Mangesh Tendulkar was an Indian artist as cartoonist and humourist. He has also written in many magazines on cartoons.

Early life

Brief biography
Tendulkar was a caricaturist for the year 1954. He was instrumental in creating traffic awareness in Pune city and gave great support to Pune traffic police. He used to personally stand on Karve road, Pune for creating awareness regarding the traffic for last 17 years of his life.
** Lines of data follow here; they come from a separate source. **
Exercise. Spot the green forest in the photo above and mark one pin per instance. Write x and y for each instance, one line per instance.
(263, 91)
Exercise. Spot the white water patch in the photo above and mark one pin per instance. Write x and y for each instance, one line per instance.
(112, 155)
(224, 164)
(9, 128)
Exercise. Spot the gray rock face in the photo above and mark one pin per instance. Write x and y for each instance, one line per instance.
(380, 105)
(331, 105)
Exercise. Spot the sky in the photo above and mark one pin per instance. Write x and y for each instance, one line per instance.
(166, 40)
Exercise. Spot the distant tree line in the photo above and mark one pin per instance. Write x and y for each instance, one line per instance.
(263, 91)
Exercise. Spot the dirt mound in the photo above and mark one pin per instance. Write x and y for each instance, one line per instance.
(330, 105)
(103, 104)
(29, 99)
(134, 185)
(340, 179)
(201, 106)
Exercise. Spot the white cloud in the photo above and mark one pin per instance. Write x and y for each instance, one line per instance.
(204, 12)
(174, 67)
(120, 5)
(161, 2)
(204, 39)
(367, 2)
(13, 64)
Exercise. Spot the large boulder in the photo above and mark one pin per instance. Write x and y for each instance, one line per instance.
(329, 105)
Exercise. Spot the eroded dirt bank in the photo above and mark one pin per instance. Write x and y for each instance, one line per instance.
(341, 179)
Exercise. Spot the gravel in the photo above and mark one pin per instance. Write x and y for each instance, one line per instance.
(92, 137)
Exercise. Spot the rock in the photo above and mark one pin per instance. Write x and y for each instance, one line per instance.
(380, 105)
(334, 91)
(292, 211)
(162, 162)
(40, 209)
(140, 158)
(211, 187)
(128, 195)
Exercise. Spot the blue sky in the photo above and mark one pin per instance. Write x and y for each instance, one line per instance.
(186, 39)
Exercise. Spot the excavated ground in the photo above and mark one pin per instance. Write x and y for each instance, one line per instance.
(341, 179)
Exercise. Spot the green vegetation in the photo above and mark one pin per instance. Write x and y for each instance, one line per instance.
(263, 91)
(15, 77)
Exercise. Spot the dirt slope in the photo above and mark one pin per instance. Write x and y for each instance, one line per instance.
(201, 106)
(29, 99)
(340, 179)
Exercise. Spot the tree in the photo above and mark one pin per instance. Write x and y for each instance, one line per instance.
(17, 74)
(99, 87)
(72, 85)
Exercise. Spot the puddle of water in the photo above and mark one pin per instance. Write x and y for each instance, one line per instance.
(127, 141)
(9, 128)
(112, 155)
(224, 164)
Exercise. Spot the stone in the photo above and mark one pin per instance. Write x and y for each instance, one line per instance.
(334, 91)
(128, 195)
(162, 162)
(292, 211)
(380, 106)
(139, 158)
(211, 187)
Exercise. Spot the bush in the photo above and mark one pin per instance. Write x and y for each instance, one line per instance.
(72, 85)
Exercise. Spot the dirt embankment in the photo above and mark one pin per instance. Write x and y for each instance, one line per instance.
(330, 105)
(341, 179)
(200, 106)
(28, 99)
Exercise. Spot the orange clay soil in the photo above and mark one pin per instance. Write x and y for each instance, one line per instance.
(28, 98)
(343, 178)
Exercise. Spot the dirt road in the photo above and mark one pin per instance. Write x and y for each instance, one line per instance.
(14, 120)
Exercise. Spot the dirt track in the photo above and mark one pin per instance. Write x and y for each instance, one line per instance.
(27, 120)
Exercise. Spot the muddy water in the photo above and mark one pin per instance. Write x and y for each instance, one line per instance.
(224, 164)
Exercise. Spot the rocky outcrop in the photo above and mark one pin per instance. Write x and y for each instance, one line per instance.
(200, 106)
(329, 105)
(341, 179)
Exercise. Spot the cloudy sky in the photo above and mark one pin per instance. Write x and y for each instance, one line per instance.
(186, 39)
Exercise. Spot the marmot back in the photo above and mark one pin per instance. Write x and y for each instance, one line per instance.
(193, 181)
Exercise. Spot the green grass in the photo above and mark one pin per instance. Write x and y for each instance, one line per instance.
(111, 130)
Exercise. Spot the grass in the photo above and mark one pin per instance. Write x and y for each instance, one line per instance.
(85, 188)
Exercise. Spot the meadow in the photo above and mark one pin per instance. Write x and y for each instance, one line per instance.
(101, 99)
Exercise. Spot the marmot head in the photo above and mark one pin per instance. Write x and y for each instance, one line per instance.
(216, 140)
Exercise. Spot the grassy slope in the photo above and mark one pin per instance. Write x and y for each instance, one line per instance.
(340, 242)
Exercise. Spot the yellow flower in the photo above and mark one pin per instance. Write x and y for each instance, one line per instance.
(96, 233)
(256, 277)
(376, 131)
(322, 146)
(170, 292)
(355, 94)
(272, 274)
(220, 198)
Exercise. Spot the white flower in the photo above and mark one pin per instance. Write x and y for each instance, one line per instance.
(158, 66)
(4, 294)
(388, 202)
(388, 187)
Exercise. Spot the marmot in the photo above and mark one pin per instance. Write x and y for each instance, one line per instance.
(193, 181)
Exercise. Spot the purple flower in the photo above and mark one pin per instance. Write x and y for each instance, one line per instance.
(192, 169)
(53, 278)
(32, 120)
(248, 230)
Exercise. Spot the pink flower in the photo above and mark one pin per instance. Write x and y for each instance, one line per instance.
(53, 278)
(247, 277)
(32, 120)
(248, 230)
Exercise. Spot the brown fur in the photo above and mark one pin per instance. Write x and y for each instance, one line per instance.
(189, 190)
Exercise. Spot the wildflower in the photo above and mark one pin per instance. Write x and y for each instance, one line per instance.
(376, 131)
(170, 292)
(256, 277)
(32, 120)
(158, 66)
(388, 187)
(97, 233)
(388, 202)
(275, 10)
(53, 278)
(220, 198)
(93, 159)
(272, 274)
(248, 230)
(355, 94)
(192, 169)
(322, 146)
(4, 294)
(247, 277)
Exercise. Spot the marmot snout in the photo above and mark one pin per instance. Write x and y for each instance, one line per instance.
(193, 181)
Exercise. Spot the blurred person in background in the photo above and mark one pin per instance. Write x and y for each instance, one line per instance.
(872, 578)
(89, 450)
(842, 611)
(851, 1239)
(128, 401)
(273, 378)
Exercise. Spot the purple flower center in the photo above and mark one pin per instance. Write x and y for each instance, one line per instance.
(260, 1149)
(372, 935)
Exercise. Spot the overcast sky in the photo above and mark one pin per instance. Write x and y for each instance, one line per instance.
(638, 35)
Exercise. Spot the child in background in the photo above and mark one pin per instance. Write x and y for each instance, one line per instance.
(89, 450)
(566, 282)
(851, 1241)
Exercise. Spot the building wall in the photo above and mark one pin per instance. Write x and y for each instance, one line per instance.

TThe city-based Automotive Research Association of India (ARAI) had used Mangesh’s talents to draw images in their drive to promote road safety. In a series of 100 cartoons, he set forth his concerns about the city and the preservation of Pune’s once-leafy environs with his trademark good-humoured, gentle skepticism. Besides his prolific cartoons, Tendulkar also authored collections of satirical sketches accompanied by his caricatures in works like Bhuichakra and Sunday Mood. He also documented Pune’s theatre scene in incisive articles and books.

He started sketching caricatures in his 70s and he was active till his death.

Books
Tendulkar’s book named Cartoons was published in 2001.

 Cartoons
 Bhuichakra भुईचक्र
 Sunday Mood संडे मूड : (५३ लेख आणि जवळपास तेवढीच व्यंगचित्रे असलेले पुस्तक)
 Atikraman अतिक्रमण
 Kuni Pampato Ajun Kalokh कुणी पंपतो अजून काळोख
 Bittesha Dakesha ’बित्तेशां?’ ‘दांकेशां!’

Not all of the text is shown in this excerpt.